The invention of claim 4 is the playback apparatus according to claim 3,
A sampling frequency converter is further provided for converting the output signal output from the output adjustment unit into a predetermined sampling frequency.

A fifth aspect of the present invention is the playback apparatus according to the fourth aspect,
The synchronization signal detector
A sampling counter that counts sampling information output from the header information analyzer;
A sampling frequency determination unit that instructs the sampling frequency converter to start sampling frequency conversion based on the value of the sampling counter.

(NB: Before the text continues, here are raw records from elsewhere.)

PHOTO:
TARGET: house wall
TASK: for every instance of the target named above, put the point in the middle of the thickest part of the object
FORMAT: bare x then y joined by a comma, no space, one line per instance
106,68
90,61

The invention of claim 6 is the playback apparatus according to claim 3, wherein
The synchronization signal detector
A stream type counter that counts stream type information output from the header information analyzer;
And a stream type determination unit that instructs the signal processing unit to start stream conversion based on the value of the stream type counter.

A seventh aspect of the present invention is the playback apparatus according to any one of the first to sixth aspects,
The host controller includes means for analyzing the frame header information, outputting analysis results, ranking the analysis results, and reselecting information to be analyzed based on the ranking. Features.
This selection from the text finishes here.